Cumhuriyet Meydanı’nda basın metni Türkçe ve Kürtçe okundu. Metnin Türkçe’sini Çağrı Sert, Kürtçe’sini Berivan Aydın okudu. Çağrı Sert, 25 Kasım’ın tarihini hatırlattı. Mirabel kardeşlerin mücadelesinden esin aldıklarını söyleyen Sert, kadınların dayanışmaya mücadele ettiklerini söyledi.

Sert, bu ülkede her gün en az 4 kadının katledildiğini, “kutsal aile” denildikçe kadınların ve çocukların öldürüldüğünü kaydederek 11 ayda en az 327 kadının ve 39 çocuğun erkekler tarafından öldürüldüğünü, 240 kadının ölümünün ise “şüpheli” olarak kaydedildiğini aktardı. Sert daha sonra şunları söyledi:

“Bizler kadına yönelik şiddetin münferit olmadığını biliyoruz. Kadınların ve çocukların katilleri içinde yaşadığımız, bizi öldürmek isteyen, nefes almamızı her gün biraz daha zorlaştıran ataerkil düzeninizin tetikçilerinden başkası değil. Bu düzen erkek yargısıyla tetikçilerini, iyi halden, kanıt yetersizliğinden serbest bırakarak bir cezasızlık zırhıyla koruyor. Hayatta kalmak için kendini savunmak zorunda kalan kadınlara ise verebileceği en ağır cezaları veriyor. Kadına yönelik şiddetin sürmesini sağlayan ataerkil politikalarınızdır. Dini siyasallaştıran, siyaseti ise dinselleştiren politikalarınız eşit, özgür ve laik yaşama müdahaledir ve toplumsal cinsiyet eşitsizliğini daha da derinleştirmektedir. Bunu kabul etmiyoruz ve bu 25 Kasım’da da Mirabal kardeşlere dair hafızayı bugünlere taşıyarak, kadınların kolektif hafızalarını katletmeye çalışanlara karşı, geçmişten bugüne kararlılıkla mücadele etmeyi sürdürdüğümüzü yineliyor, “Haklarımız ve Hayatlarımız için Mücadelede Birleşiyoruz” şiarını yükseltiyoruz.” 
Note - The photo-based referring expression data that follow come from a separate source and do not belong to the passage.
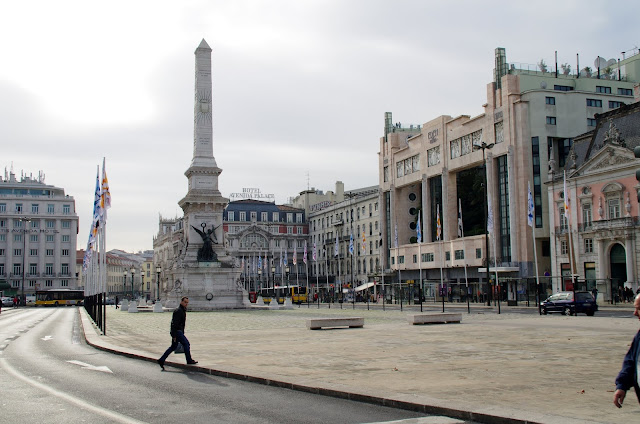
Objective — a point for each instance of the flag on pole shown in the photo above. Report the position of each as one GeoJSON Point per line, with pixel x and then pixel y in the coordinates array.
{"type": "Point", "coordinates": [351, 243]}
{"type": "Point", "coordinates": [438, 226]}
{"type": "Point", "coordinates": [530, 209]}
{"type": "Point", "coordinates": [460, 230]}
{"type": "Point", "coordinates": [304, 256]}
{"type": "Point", "coordinates": [395, 239]}
{"type": "Point", "coordinates": [105, 194]}
{"type": "Point", "coordinates": [566, 198]}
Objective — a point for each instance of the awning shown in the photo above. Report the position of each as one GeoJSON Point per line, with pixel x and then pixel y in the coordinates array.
{"type": "Point", "coordinates": [499, 270]}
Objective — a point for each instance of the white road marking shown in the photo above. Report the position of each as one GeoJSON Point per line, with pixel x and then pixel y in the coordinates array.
{"type": "Point", "coordinates": [69, 398]}
{"type": "Point", "coordinates": [103, 368]}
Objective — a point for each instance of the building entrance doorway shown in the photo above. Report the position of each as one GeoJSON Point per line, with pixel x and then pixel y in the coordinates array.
{"type": "Point", "coordinates": [618, 274]}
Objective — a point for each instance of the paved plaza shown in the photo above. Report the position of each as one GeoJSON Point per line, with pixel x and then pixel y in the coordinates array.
{"type": "Point", "coordinates": [548, 369]}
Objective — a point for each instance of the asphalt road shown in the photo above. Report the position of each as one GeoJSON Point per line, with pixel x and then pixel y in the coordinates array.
{"type": "Point", "coordinates": [49, 375]}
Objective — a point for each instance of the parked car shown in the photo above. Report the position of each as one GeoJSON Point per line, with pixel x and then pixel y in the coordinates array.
{"type": "Point", "coordinates": [564, 303]}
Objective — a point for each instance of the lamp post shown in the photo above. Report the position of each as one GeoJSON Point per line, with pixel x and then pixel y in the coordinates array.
{"type": "Point", "coordinates": [133, 272]}
{"type": "Point", "coordinates": [158, 271]}
{"type": "Point", "coordinates": [484, 146]}
{"type": "Point", "coordinates": [25, 222]}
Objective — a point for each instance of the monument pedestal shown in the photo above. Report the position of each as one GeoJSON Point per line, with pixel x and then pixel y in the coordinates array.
{"type": "Point", "coordinates": [209, 286]}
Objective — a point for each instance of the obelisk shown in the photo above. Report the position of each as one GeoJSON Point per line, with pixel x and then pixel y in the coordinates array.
{"type": "Point", "coordinates": [206, 272]}
{"type": "Point", "coordinates": [203, 205]}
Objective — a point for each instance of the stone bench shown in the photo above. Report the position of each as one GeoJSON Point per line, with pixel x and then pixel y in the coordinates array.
{"type": "Point", "coordinates": [436, 318]}
{"type": "Point", "coordinates": [318, 323]}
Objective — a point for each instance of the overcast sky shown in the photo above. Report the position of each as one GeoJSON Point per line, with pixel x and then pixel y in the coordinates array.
{"type": "Point", "coordinates": [300, 87]}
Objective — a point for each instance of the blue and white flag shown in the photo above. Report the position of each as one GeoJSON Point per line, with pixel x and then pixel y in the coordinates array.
{"type": "Point", "coordinates": [530, 209]}
{"type": "Point", "coordinates": [351, 244]}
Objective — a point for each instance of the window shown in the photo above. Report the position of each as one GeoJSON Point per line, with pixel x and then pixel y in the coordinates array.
{"type": "Point", "coordinates": [614, 208]}
{"type": "Point", "coordinates": [588, 245]}
{"type": "Point", "coordinates": [586, 215]}
{"type": "Point", "coordinates": [594, 103]}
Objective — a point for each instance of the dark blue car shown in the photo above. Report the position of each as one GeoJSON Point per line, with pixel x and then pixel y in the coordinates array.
{"type": "Point", "coordinates": [564, 303]}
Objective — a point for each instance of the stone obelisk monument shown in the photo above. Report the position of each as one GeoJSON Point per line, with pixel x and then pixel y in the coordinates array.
{"type": "Point", "coordinates": [207, 274]}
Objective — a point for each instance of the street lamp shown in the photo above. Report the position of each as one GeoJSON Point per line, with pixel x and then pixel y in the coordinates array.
{"type": "Point", "coordinates": [133, 272]}
{"type": "Point", "coordinates": [158, 271]}
{"type": "Point", "coordinates": [484, 146]}
{"type": "Point", "coordinates": [25, 221]}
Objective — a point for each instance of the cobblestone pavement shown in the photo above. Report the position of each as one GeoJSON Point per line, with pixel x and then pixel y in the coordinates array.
{"type": "Point", "coordinates": [554, 368]}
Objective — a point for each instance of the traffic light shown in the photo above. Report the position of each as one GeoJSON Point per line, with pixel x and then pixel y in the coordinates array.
{"type": "Point", "coordinates": [636, 152]}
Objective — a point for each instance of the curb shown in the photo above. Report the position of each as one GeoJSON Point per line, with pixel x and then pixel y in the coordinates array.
{"type": "Point", "coordinates": [92, 336]}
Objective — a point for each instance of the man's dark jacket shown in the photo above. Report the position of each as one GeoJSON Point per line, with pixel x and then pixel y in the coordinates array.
{"type": "Point", "coordinates": [178, 320]}
{"type": "Point", "coordinates": [627, 377]}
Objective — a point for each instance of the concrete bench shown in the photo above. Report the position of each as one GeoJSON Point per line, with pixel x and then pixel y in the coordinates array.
{"type": "Point", "coordinates": [435, 318]}
{"type": "Point", "coordinates": [318, 323]}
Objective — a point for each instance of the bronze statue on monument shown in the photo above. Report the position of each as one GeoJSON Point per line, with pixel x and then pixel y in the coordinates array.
{"type": "Point", "coordinates": [206, 253]}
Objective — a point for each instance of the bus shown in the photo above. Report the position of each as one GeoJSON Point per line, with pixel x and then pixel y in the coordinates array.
{"type": "Point", "coordinates": [59, 297]}
{"type": "Point", "coordinates": [298, 294]}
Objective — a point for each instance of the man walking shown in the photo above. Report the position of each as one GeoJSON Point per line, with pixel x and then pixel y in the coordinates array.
{"type": "Point", "coordinates": [178, 322]}
{"type": "Point", "coordinates": [628, 376]}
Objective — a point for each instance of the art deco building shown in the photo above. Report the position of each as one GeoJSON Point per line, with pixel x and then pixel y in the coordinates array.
{"type": "Point", "coordinates": [434, 170]}
{"type": "Point", "coordinates": [38, 232]}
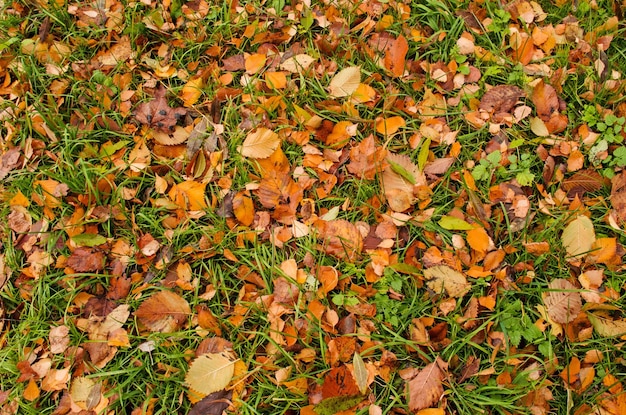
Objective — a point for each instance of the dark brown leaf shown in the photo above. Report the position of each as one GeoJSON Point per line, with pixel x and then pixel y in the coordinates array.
{"type": "Point", "coordinates": [584, 181]}
{"type": "Point", "coordinates": [85, 259]}
{"type": "Point", "coordinates": [213, 404]}
{"type": "Point", "coordinates": [501, 98]}
{"type": "Point", "coordinates": [158, 114]}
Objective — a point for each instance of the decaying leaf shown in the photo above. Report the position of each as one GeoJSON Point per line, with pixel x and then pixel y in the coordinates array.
{"type": "Point", "coordinates": [158, 114]}
{"type": "Point", "coordinates": [442, 278]}
{"type": "Point", "coordinates": [426, 388]}
{"type": "Point", "coordinates": [345, 82]}
{"type": "Point", "coordinates": [340, 238]}
{"type": "Point", "coordinates": [360, 373]}
{"type": "Point", "coordinates": [210, 373]}
{"type": "Point", "coordinates": [606, 327]}
{"type": "Point", "coordinates": [213, 404]}
{"type": "Point", "coordinates": [164, 312]}
{"type": "Point", "coordinates": [563, 302]}
{"type": "Point", "coordinates": [260, 144]}
{"type": "Point", "coordinates": [578, 237]}
{"type": "Point", "coordinates": [86, 260]}
{"type": "Point", "coordinates": [501, 98]}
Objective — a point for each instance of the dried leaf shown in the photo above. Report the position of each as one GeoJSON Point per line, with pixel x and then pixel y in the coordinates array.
{"type": "Point", "coordinates": [426, 388]}
{"type": "Point", "coordinates": [345, 82]}
{"type": "Point", "coordinates": [578, 237]}
{"type": "Point", "coordinates": [442, 278]}
{"type": "Point", "coordinates": [606, 327]}
{"type": "Point", "coordinates": [158, 114]}
{"type": "Point", "coordinates": [86, 260]}
{"type": "Point", "coordinates": [563, 302]}
{"type": "Point", "coordinates": [501, 98]}
{"type": "Point", "coordinates": [360, 373]}
{"type": "Point", "coordinates": [260, 143]}
{"type": "Point", "coordinates": [164, 312]}
{"type": "Point", "coordinates": [395, 56]}
{"type": "Point", "coordinates": [210, 373]}
{"type": "Point", "coordinates": [213, 404]}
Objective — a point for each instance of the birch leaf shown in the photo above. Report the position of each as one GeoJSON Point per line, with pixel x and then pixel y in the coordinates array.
{"type": "Point", "coordinates": [345, 82]}
{"type": "Point", "coordinates": [210, 373]}
{"type": "Point", "coordinates": [578, 237]}
{"type": "Point", "coordinates": [260, 144]}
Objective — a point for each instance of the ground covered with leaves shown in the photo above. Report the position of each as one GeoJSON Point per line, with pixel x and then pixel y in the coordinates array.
{"type": "Point", "coordinates": [315, 207]}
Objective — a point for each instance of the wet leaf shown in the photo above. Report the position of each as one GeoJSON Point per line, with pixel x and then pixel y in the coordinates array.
{"type": "Point", "coordinates": [345, 82]}
{"type": "Point", "coordinates": [562, 301]}
{"type": "Point", "coordinates": [210, 373]}
{"type": "Point", "coordinates": [260, 144]}
{"type": "Point", "coordinates": [578, 237]}
{"type": "Point", "coordinates": [442, 278]}
{"type": "Point", "coordinates": [164, 312]}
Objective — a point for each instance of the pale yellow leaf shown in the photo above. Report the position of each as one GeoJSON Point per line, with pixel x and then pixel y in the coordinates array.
{"type": "Point", "coordinates": [298, 63]}
{"type": "Point", "coordinates": [345, 82]}
{"type": "Point", "coordinates": [563, 302]}
{"type": "Point", "coordinates": [443, 278]}
{"type": "Point", "coordinates": [210, 373]}
{"type": "Point", "coordinates": [578, 237]}
{"type": "Point", "coordinates": [360, 373]}
{"type": "Point", "coordinates": [260, 144]}
{"type": "Point", "coordinates": [538, 127]}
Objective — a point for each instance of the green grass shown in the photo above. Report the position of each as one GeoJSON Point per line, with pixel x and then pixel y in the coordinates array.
{"type": "Point", "coordinates": [124, 204]}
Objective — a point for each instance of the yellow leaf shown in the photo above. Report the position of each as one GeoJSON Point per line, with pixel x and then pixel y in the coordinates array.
{"type": "Point", "coordinates": [388, 126]}
{"type": "Point", "coordinates": [254, 63]}
{"type": "Point", "coordinates": [364, 93]}
{"type": "Point", "coordinates": [192, 91]}
{"type": "Point", "coordinates": [443, 278]}
{"type": "Point", "coordinates": [345, 82]}
{"type": "Point", "coordinates": [478, 239]}
{"type": "Point", "coordinates": [210, 373]}
{"type": "Point", "coordinates": [360, 373]}
{"type": "Point", "coordinates": [260, 143]}
{"type": "Point", "coordinates": [276, 80]}
{"type": "Point", "coordinates": [189, 195]}
{"type": "Point", "coordinates": [578, 237]}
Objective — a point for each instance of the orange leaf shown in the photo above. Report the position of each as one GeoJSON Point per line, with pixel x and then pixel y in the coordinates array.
{"type": "Point", "coordinates": [254, 63]}
{"type": "Point", "coordinates": [243, 209]}
{"type": "Point", "coordinates": [478, 239]}
{"type": "Point", "coordinates": [388, 126]}
{"type": "Point", "coordinates": [31, 392]}
{"type": "Point", "coordinates": [571, 372]}
{"type": "Point", "coordinates": [189, 195]}
{"type": "Point", "coordinates": [192, 91]}
{"type": "Point", "coordinates": [426, 388]}
{"type": "Point", "coordinates": [276, 80]}
{"type": "Point", "coordinates": [164, 312]}
{"type": "Point", "coordinates": [329, 277]}
{"type": "Point", "coordinates": [395, 56]}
Sert, “Erkek devlet şiddetine karşı her alanda yürüttüğümüz mücadeleyi emek, barış ve demokrasi mücadelesinden ayrı düşünmüyoruz. Halkları düşmanlaştıran, kutuplaştırıcı, ayrımcı politikalarla, militarist söylemlerle, seçme seçilme hakkını gasp edenlere karşı Hakkarili, Esenyurtlu, Batmanlı, Mardinli, Halfetili kadınlarla yan yana olmaya devam ediyoruz. Kayyum uygulamaları ile kadın iradesinin en çok hayat bulduğu belediyelere kayyum atayarak irademizi gasp etmenize, kadın taleplerini içeren toplu sözleşmelerin feshedilmesine, hem belediye çalışanı kadınların hem de belediyelerden hizmet alan kadınların yararına düzenlemeleri iptal etmenize karşı mücadele etmekten vazgeçmeyeceğiz” dedi.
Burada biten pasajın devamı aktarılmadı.